El día comienza de forma fría y extraña.

El aroma a lirios, incienso y todo tipo de flores inunda mi nariz.

El instituto se encargó de los gastos del funeral de toda la familia de Rodrigo.

Miro a mi alrededor y puedo ver una sala de cremación y velación demasiado lujosa; hay azulejos de mármol por todos lados y acabados de cuarzo.

No hay tantas figuras católicas, pero sí puedes ver una cruz al fondo de la sala justo encima de los ataúdes.

El sacerdote está recitando oraciones ante las cajas abiertas.

Percibo en el ambiente algo de café y atole, pero puede que sea por el tipo de evento, pues no siento nada de apetito.

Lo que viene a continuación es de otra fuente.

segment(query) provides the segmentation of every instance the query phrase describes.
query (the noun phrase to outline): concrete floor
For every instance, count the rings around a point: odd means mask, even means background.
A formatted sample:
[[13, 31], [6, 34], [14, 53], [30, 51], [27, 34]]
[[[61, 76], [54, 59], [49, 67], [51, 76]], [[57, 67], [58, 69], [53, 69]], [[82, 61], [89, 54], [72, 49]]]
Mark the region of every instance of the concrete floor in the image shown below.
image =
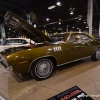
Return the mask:
[[[61, 66], [44, 81], [35, 81], [29, 74], [17, 76], [0, 65], [0, 94], [8, 100], [46, 100], [73, 86], [100, 95], [100, 61], [86, 59]], [[92, 98], [100, 100], [100, 96]]]

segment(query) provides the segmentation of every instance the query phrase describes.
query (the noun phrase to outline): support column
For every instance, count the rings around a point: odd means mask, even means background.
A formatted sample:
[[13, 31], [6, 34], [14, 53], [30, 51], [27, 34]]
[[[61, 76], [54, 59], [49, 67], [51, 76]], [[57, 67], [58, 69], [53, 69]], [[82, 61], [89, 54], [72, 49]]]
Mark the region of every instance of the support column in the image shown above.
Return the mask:
[[100, 37], [100, 20], [99, 20], [99, 37]]
[[91, 35], [92, 35], [92, 21], [93, 21], [93, 0], [88, 0], [87, 24], [89, 26], [89, 34]]
[[4, 24], [1, 24], [1, 39], [2, 39], [2, 42], [6, 40]]
[[26, 16], [27, 16], [27, 22], [28, 22], [29, 24], [32, 24], [32, 23], [31, 23], [30, 14], [26, 14]]

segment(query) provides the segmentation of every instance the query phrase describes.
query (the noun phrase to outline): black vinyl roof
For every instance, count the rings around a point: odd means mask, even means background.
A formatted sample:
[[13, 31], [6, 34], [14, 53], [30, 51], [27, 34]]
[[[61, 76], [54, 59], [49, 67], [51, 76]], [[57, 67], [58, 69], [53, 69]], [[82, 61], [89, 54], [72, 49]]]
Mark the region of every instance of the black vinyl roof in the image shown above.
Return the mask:
[[[56, 5], [58, 1], [61, 6]], [[65, 32], [67, 25], [69, 30], [77, 31], [81, 28], [84, 31], [87, 30], [87, 24], [84, 23], [87, 21], [87, 4], [88, 0], [0, 0], [0, 23], [3, 23], [3, 17], [9, 10], [25, 20], [27, 13], [35, 14], [36, 20], [32, 20], [32, 25], [36, 24], [41, 31], [46, 29], [49, 33]], [[52, 5], [56, 7], [48, 10]], [[100, 0], [93, 0], [93, 7], [93, 29], [98, 30]], [[75, 8], [73, 15], [70, 15], [70, 8]], [[82, 16], [82, 20], [78, 19], [79, 16]]]

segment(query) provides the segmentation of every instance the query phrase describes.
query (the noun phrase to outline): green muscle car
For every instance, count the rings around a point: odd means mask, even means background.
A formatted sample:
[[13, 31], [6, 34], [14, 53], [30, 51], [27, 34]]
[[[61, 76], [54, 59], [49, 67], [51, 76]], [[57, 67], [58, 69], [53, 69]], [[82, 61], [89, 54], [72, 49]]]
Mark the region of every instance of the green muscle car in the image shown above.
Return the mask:
[[50, 77], [56, 66], [87, 57], [100, 59], [100, 41], [87, 33], [65, 32], [47, 37], [12, 12], [7, 12], [4, 20], [8, 27], [36, 42], [0, 53], [3, 67], [14, 73], [31, 73], [36, 80], [43, 80]]

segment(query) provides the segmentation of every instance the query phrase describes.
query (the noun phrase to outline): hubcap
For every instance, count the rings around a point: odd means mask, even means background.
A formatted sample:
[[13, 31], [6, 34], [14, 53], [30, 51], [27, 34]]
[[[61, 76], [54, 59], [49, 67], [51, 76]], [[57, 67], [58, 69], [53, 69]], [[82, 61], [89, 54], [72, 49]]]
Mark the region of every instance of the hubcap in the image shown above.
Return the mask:
[[51, 64], [48, 61], [42, 61], [38, 64], [37, 66], [37, 74], [40, 77], [46, 77], [50, 74], [51, 72]]
[[98, 50], [96, 51], [96, 58], [97, 58], [97, 59], [100, 59], [100, 49], [98, 49]]

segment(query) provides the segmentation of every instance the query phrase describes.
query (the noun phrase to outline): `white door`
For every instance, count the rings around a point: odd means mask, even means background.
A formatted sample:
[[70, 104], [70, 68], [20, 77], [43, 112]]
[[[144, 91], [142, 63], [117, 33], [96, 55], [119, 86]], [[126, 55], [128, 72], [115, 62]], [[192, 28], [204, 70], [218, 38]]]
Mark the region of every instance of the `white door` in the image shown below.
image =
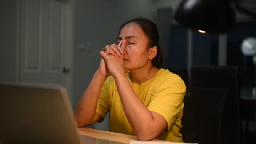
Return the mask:
[[20, 1], [19, 80], [60, 84], [71, 93], [70, 0]]

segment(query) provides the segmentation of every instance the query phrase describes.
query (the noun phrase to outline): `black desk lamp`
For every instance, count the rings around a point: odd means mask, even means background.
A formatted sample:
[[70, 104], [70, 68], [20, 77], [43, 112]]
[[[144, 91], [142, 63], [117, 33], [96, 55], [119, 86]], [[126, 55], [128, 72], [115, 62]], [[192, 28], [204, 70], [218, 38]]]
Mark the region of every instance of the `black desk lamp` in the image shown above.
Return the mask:
[[176, 10], [174, 19], [181, 25], [201, 32], [228, 33], [233, 29], [235, 21], [232, 3], [240, 11], [256, 18], [256, 15], [240, 6], [238, 1], [183, 0]]

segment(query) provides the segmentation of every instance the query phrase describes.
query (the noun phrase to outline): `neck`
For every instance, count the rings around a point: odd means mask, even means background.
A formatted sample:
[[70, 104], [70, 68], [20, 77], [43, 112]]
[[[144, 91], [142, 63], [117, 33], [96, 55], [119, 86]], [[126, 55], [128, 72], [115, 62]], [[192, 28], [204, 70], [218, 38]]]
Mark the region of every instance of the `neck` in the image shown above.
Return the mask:
[[152, 78], [159, 70], [159, 69], [152, 65], [147, 68], [131, 70], [129, 73], [129, 77], [133, 83], [140, 84]]

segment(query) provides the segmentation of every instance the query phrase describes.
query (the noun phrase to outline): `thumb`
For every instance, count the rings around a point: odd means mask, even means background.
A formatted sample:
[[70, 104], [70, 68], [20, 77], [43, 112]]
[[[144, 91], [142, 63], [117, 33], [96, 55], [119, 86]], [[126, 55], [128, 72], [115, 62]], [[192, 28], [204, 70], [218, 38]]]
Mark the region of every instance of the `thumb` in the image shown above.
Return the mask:
[[130, 72], [130, 70], [129, 70], [128, 69], [125, 69], [125, 73]]

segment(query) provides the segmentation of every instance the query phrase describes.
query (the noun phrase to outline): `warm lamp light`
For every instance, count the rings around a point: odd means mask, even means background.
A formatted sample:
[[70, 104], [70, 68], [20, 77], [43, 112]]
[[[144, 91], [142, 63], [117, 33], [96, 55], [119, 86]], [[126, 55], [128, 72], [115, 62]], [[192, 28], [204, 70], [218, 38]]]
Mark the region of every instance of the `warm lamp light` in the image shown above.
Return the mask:
[[207, 33], [227, 33], [235, 25], [234, 10], [229, 0], [183, 0], [174, 18], [191, 29], [203, 29]]
[[198, 32], [202, 33], [203, 34], [205, 34], [205, 33], [206, 33], [206, 32], [202, 30], [198, 30], [197, 31], [198, 31]]

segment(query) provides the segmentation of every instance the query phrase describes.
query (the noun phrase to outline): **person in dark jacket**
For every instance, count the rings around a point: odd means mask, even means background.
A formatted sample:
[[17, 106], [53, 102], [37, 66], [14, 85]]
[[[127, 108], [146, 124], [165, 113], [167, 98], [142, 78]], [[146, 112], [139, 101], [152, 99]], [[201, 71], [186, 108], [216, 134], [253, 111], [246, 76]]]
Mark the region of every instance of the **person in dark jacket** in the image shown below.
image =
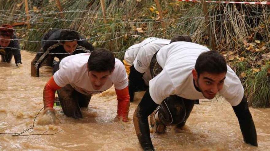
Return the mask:
[[10, 25], [4, 24], [0, 27], [0, 55], [2, 62], [10, 63], [14, 56], [16, 66], [22, 64], [20, 43]]
[[70, 55], [90, 53], [94, 48], [84, 39], [73, 30], [49, 31], [42, 37], [41, 49], [31, 62], [31, 76], [39, 77], [39, 68], [42, 66], [52, 67], [55, 57], [60, 60]]

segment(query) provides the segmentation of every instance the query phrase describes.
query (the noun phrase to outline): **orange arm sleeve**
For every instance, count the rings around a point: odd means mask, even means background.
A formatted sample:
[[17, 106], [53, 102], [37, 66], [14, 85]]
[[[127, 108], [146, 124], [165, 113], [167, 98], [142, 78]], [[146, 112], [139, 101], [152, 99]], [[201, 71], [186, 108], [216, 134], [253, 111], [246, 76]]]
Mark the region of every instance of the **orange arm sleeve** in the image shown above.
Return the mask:
[[53, 76], [52, 77], [45, 85], [43, 90], [43, 103], [44, 109], [48, 107], [53, 108], [54, 93], [55, 91], [61, 88], [55, 83]]
[[131, 65], [128, 63], [125, 59], [123, 60], [123, 62], [124, 63], [125, 68], [127, 74], [128, 74], [128, 76], [129, 75], [129, 73], [130, 72], [130, 67], [131, 67]]
[[117, 96], [117, 115], [123, 118], [127, 118], [129, 111], [129, 87], [122, 90], [115, 89]]

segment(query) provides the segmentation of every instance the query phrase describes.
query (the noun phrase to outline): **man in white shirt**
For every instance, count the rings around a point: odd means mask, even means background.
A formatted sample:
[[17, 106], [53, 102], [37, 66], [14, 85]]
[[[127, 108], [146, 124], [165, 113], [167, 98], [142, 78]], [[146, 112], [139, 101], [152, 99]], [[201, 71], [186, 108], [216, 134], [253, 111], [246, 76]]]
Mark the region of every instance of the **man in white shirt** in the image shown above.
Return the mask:
[[150, 66], [153, 78], [133, 117], [144, 149], [154, 150], [147, 119], [151, 113], [151, 126], [157, 133], [164, 133], [169, 124], [181, 128], [190, 115], [194, 100], [212, 99], [218, 92], [232, 106], [244, 141], [257, 146], [256, 129], [243, 86], [219, 53], [199, 44], [177, 42], [156, 53]]
[[[129, 90], [130, 102], [133, 101], [135, 92], [145, 91], [149, 87], [149, 81], [152, 77], [148, 64], [150, 63], [153, 55], [164, 46], [179, 41], [192, 42], [190, 37], [188, 36], [175, 36], [171, 40], [150, 37], [139, 44], [132, 46], [126, 51], [123, 62], [129, 76]], [[145, 59], [144, 61], [141, 62], [138, 60], [138, 58]], [[139, 73], [136, 70], [138, 68], [139, 68], [139, 70], [137, 70]], [[134, 75], [138, 74], [140, 74], [140, 78], [134, 78], [137, 77]]]
[[114, 84], [117, 96], [117, 117], [127, 121], [129, 106], [127, 75], [124, 65], [109, 51], [95, 49], [67, 57], [54, 67], [53, 76], [43, 92], [44, 112], [53, 112], [57, 90], [65, 114], [82, 117], [80, 107], [88, 106], [92, 95], [99, 93]]

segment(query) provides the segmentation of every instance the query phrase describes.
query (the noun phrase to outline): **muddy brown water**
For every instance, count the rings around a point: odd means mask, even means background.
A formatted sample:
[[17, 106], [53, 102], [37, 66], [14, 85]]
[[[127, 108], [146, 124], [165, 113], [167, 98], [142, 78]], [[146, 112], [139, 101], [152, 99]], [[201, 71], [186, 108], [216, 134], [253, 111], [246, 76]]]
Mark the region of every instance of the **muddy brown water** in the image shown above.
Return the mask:
[[[43, 106], [44, 85], [52, 69], [41, 68], [40, 77], [32, 77], [30, 63], [35, 54], [22, 51], [23, 64], [15, 67], [0, 63], [0, 133], [21, 131], [33, 124]], [[131, 103], [132, 118], [143, 94], [136, 94]], [[152, 134], [156, 150], [270, 150], [270, 109], [250, 110], [256, 128], [259, 147], [245, 143], [238, 122], [231, 107], [222, 98], [195, 105], [184, 128], [168, 128], [167, 134]], [[35, 123], [25, 134], [53, 135], [13, 136], [0, 135], [1, 150], [142, 150], [133, 122], [114, 122], [117, 101], [113, 88], [94, 95], [84, 117], [76, 120], [65, 116], [55, 108], [60, 123], [45, 125]], [[39, 116], [37, 120], [40, 118]]]

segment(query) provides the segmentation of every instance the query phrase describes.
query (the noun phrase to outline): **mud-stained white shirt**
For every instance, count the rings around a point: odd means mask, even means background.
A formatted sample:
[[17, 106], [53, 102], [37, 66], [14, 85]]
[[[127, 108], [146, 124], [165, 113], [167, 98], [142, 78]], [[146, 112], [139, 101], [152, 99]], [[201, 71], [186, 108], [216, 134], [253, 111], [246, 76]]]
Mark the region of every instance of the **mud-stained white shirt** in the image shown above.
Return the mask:
[[59, 70], [53, 75], [56, 83], [60, 87], [70, 84], [76, 91], [83, 94], [101, 93], [114, 85], [116, 89], [122, 90], [128, 86], [127, 75], [124, 65], [115, 58], [115, 68], [100, 90], [96, 90], [90, 81], [87, 63], [90, 54], [80, 53], [63, 59]]
[[[163, 70], [149, 82], [150, 95], [154, 101], [160, 104], [173, 95], [191, 100], [205, 99], [194, 86], [192, 71], [200, 54], [209, 51], [201, 45], [183, 41], [161, 48], [156, 57]], [[228, 65], [227, 68], [226, 78], [219, 93], [232, 106], [236, 106], [243, 98], [244, 88], [234, 72]]]
[[[126, 52], [125, 54], [125, 60], [126, 61], [126, 58], [127, 58], [129, 63], [132, 61], [130, 64], [134, 64], [134, 67], [136, 70], [141, 73], [145, 73], [143, 79], [146, 85], [149, 85], [149, 81], [152, 78], [149, 67], [152, 57], [161, 48], [169, 44], [170, 42], [170, 40], [150, 37], [139, 44], [131, 46], [137, 47], [138, 45], [138, 49], [133, 53], [129, 51]], [[132, 47], [132, 48], [133, 48], [134, 47]], [[132, 49], [130, 50], [132, 51]], [[135, 57], [134, 57], [134, 56]]]

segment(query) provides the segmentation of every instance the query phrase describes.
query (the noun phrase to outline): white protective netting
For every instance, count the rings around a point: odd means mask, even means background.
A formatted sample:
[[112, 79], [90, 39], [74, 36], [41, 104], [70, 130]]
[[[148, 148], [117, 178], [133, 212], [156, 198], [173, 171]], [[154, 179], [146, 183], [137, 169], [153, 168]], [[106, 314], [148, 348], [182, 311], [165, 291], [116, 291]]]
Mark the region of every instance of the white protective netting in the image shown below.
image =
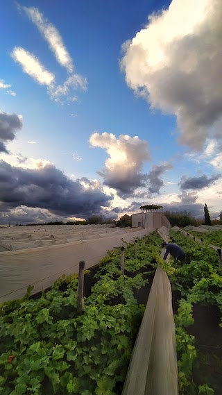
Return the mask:
[[171, 289], [157, 267], [122, 395], [178, 395]]
[[[53, 235], [49, 233], [47, 228], [44, 234], [42, 228], [40, 230], [35, 228], [29, 235], [31, 237], [28, 237], [28, 240], [26, 233], [22, 234], [22, 239], [21, 230], [19, 234], [18, 230], [8, 228], [8, 233], [4, 235], [5, 242], [1, 245], [6, 246], [8, 240], [7, 245], [10, 247], [10, 251], [1, 250], [0, 252], [0, 303], [22, 298], [30, 285], [34, 285], [32, 294], [46, 289], [63, 274], [78, 273], [80, 260], [85, 260], [85, 267], [88, 269], [97, 264], [106, 255], [108, 250], [121, 246], [123, 240], [129, 242], [135, 237], [142, 237], [153, 231], [153, 229], [146, 228], [134, 229], [133, 232], [126, 233], [123, 229], [118, 228], [92, 229], [86, 228], [86, 226], [83, 227], [78, 234], [71, 233], [70, 227], [67, 234], [63, 228], [55, 229], [54, 226]], [[49, 230], [52, 231], [52, 229]], [[28, 232], [31, 232], [30, 229]], [[36, 236], [34, 236], [34, 232]], [[49, 242], [59, 241], [60, 237], [71, 240], [71, 242], [47, 245]], [[37, 239], [30, 242], [31, 238]], [[22, 248], [24, 244], [27, 248], [16, 249], [19, 242]], [[38, 248], [31, 248], [29, 243], [36, 243], [37, 245], [35, 246]], [[38, 246], [41, 243], [43, 243], [43, 246]]]

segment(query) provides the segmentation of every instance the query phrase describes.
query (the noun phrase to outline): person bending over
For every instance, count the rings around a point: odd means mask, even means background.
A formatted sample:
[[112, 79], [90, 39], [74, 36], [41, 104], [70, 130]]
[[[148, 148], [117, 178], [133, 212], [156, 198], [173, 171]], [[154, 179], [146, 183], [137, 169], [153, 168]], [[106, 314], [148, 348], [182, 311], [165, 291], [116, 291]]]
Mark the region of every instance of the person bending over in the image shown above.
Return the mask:
[[185, 251], [177, 244], [162, 243], [162, 248], [166, 249], [166, 252], [163, 258], [164, 260], [166, 259], [169, 253], [174, 258], [174, 263], [176, 263], [178, 260], [184, 260], [185, 258]]

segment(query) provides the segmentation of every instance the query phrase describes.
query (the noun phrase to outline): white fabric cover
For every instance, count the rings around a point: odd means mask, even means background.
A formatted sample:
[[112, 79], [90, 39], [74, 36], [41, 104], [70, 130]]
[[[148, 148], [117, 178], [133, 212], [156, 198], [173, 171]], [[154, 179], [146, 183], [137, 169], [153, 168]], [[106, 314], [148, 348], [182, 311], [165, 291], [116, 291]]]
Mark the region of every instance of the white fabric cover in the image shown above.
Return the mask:
[[[83, 230], [86, 230], [86, 226]], [[99, 232], [103, 232], [103, 229], [100, 228]], [[78, 273], [80, 260], [85, 260], [85, 269], [88, 269], [97, 264], [106, 255], [108, 250], [121, 246], [123, 240], [129, 242], [135, 237], [142, 237], [153, 231], [153, 229], [146, 228], [125, 233], [123, 229], [109, 229], [111, 231], [107, 233], [106, 237], [95, 238], [99, 237], [98, 234], [89, 239], [89, 234], [87, 236], [85, 233], [84, 238], [88, 239], [73, 241], [74, 239], [71, 239], [71, 242], [64, 244], [0, 252], [0, 303], [22, 298], [30, 285], [34, 285], [32, 294], [38, 292], [52, 285], [63, 274]], [[58, 233], [60, 229], [56, 231]], [[74, 237], [74, 235], [71, 236]], [[26, 238], [27, 233], [24, 234], [24, 237]], [[54, 240], [52, 239], [52, 242]], [[40, 239], [33, 242], [39, 245], [44, 242]]]
[[157, 267], [122, 395], [178, 395], [171, 289]]

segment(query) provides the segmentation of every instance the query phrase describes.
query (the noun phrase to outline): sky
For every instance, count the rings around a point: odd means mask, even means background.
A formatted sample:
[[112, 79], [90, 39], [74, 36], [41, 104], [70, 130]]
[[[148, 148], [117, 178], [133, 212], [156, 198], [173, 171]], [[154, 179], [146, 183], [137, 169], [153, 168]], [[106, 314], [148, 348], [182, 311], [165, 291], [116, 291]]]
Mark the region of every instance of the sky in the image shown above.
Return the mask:
[[1, 224], [219, 217], [221, 0], [1, 8]]

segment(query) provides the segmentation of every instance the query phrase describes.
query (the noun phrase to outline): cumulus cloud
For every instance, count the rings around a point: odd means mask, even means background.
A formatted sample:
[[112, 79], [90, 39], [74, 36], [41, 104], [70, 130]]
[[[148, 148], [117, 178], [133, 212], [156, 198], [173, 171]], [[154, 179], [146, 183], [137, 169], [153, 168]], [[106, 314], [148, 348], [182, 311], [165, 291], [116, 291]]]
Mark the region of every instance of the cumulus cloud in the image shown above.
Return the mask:
[[150, 194], [159, 194], [160, 188], [164, 186], [164, 182], [160, 176], [166, 170], [172, 169], [171, 163], [165, 162], [162, 165], [154, 165], [151, 171], [147, 174], [148, 181], [148, 190]]
[[22, 66], [24, 73], [33, 77], [39, 84], [51, 85], [55, 81], [55, 76], [40, 63], [33, 54], [21, 47], [13, 49], [11, 56]]
[[205, 174], [200, 177], [182, 177], [180, 182], [180, 187], [182, 190], [202, 190], [209, 187], [216, 180], [221, 177], [221, 174], [207, 177]]
[[76, 162], [80, 162], [83, 159], [78, 153], [75, 153], [74, 152], [72, 153], [71, 156]]
[[6, 92], [10, 96], [16, 96], [16, 93], [15, 93], [15, 92], [14, 92], [14, 90], [7, 90]]
[[66, 49], [57, 28], [35, 7], [19, 7], [23, 9], [31, 20], [48, 42], [58, 62], [71, 73], [74, 70], [72, 59]]
[[6, 85], [4, 83], [3, 80], [0, 80], [0, 89], [7, 89], [8, 87], [10, 87], [10, 85]]
[[181, 194], [178, 194], [178, 198], [183, 204], [195, 203], [198, 197], [194, 192], [186, 192], [185, 191], [182, 191]]
[[108, 207], [112, 198], [95, 185], [85, 187], [80, 180], [71, 180], [52, 165], [31, 169], [0, 162], [1, 207], [7, 210], [23, 205], [85, 217]]
[[21, 117], [17, 114], [0, 112], [0, 153], [8, 153], [6, 142], [12, 141], [22, 126]]
[[175, 115], [179, 142], [195, 150], [221, 142], [221, 19], [220, 0], [173, 0], [123, 49], [127, 84]]
[[92, 146], [105, 149], [109, 158], [101, 171], [103, 183], [117, 190], [120, 196], [129, 196], [141, 186], [145, 186], [141, 171], [144, 162], [150, 160], [147, 142], [137, 136], [112, 133], [93, 133], [89, 138]]

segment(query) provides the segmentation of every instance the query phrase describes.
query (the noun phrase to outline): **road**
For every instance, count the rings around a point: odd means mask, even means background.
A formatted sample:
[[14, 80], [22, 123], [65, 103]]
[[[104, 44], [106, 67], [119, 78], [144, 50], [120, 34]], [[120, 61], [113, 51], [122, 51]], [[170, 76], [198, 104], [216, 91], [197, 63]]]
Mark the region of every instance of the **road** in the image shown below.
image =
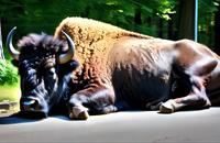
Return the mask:
[[220, 108], [173, 114], [117, 112], [92, 116], [87, 121], [62, 116], [43, 120], [1, 118], [0, 142], [220, 142]]

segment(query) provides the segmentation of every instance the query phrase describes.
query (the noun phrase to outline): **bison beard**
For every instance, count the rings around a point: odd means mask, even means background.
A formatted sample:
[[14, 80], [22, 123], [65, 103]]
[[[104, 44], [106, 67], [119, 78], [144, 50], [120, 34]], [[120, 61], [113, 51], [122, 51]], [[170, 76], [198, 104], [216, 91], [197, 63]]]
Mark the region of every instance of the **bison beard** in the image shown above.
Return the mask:
[[19, 63], [21, 112], [47, 113], [63, 105], [70, 119], [85, 120], [128, 109], [204, 109], [220, 101], [220, 58], [189, 40], [154, 38], [82, 18], [65, 19], [54, 37], [23, 37], [20, 52], [11, 35], [7, 45]]

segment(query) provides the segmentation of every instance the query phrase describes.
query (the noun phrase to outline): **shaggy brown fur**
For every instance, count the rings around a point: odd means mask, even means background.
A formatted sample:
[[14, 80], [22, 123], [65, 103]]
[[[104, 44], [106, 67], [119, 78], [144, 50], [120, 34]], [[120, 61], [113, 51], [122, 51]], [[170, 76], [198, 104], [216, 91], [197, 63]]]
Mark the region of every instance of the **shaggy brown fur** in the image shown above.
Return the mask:
[[[75, 57], [82, 66], [78, 68], [76, 75], [84, 75], [84, 77], [80, 77], [84, 80], [97, 76], [107, 78], [107, 72], [105, 72], [107, 70], [106, 65], [108, 65], [107, 54], [119, 38], [125, 36], [153, 38], [148, 35], [85, 18], [66, 18], [55, 31], [54, 36], [56, 38], [64, 38], [61, 31], [68, 33], [76, 44]], [[78, 80], [76, 79], [76, 81]]]

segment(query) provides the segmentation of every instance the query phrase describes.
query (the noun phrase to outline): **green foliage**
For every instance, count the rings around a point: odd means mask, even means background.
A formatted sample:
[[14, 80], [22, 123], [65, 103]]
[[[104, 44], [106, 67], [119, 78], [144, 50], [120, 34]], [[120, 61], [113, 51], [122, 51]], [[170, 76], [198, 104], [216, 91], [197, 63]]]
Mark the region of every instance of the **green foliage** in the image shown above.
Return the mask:
[[0, 61], [0, 85], [18, 85], [18, 69], [9, 62]]

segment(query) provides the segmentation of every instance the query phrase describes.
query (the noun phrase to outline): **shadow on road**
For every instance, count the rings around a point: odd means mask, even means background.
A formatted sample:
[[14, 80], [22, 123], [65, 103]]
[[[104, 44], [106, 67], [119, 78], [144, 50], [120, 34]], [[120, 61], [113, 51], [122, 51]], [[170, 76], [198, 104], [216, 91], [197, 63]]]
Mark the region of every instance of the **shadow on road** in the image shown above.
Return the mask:
[[23, 114], [20, 112], [13, 113], [8, 117], [1, 117], [0, 118], [0, 124], [15, 124], [15, 123], [26, 123], [26, 122], [36, 122], [42, 120], [43, 118], [24, 118]]
[[[7, 117], [0, 117], [0, 124], [30, 123], [30, 122], [37, 122], [46, 118], [47, 116], [45, 114], [29, 116], [28, 113], [24, 114], [24, 113], [18, 112], [18, 113], [13, 113]], [[69, 118], [63, 114], [51, 114], [50, 118], [56, 118], [56, 119], [69, 121]]]

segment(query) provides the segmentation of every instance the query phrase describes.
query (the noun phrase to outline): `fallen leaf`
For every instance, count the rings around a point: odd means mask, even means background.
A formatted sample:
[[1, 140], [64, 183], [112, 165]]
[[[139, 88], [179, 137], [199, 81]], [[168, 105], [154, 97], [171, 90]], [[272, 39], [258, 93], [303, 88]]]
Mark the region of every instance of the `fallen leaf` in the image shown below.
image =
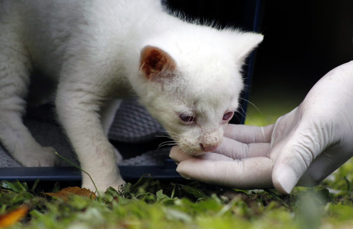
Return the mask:
[[73, 194], [82, 197], [92, 197], [92, 198], [96, 197], [96, 194], [94, 194], [94, 193], [91, 192], [90, 189], [87, 189], [85, 188], [80, 188], [77, 186], [68, 187], [63, 188], [55, 193], [43, 192], [42, 193], [46, 195], [52, 197], [59, 197], [65, 200], [68, 199], [68, 197]]
[[0, 216], [0, 228], [3, 228], [16, 223], [25, 217], [29, 208], [25, 204], [22, 204], [16, 209]]

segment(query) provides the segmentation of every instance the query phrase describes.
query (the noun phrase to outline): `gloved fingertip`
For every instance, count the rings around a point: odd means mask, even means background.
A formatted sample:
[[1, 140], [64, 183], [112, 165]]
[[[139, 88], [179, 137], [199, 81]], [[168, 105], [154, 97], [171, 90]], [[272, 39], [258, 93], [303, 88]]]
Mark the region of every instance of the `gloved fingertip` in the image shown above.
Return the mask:
[[182, 169], [181, 169], [180, 167], [178, 166], [176, 167], [176, 171], [180, 174], [180, 175], [183, 177], [183, 178], [184, 179], [186, 179], [186, 180], [191, 180], [190, 176], [188, 175], [187, 174], [186, 174], [184, 171]]
[[298, 179], [293, 169], [288, 166], [277, 168], [272, 174], [273, 186], [283, 194], [289, 194], [295, 186]]

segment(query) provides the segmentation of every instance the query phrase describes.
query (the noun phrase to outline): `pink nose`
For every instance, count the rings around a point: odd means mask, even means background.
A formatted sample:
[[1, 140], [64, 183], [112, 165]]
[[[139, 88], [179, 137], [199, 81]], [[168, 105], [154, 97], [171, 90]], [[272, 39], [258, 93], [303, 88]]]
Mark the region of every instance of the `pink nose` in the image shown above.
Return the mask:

Mis ojos están pesados, puede ser porque anoche no dormí nada al igual que mis amigos.

Todos nos mantuvimos despiertos ayudando a nuestro amigo en lo que se pudiera.

A mi lado veo a mis amigos y mi novia, así como mi familia.

Lo que debía ser un día hermoso con mis familiares y amigos, terminó siendo un infierno lleno de sufrimiento.

Así como la mayoría aquí, yo también siento el pesar.

A mi alrededor hay un mar de personas con vestimenta negra, y los familiares de Rodrigo lloran desconsolados.

Mientras que él mira el ataúd más pequeño adornado con una inmensa cantidad de lirios blancos y la foto de aquella niña angelical que conocí en esas vacaciones inolvidables.

Él la mira con una expresión en el rostro completamente apagada, es como si a mi amigo le hubieran robado su luz.

Sujeto la mano de Emily con fuerza y ella recarga su cabeza en mi hombro, puedo oler su champú con aromas frutales y mi piel es acariciada con su cabello sedoso y brillante.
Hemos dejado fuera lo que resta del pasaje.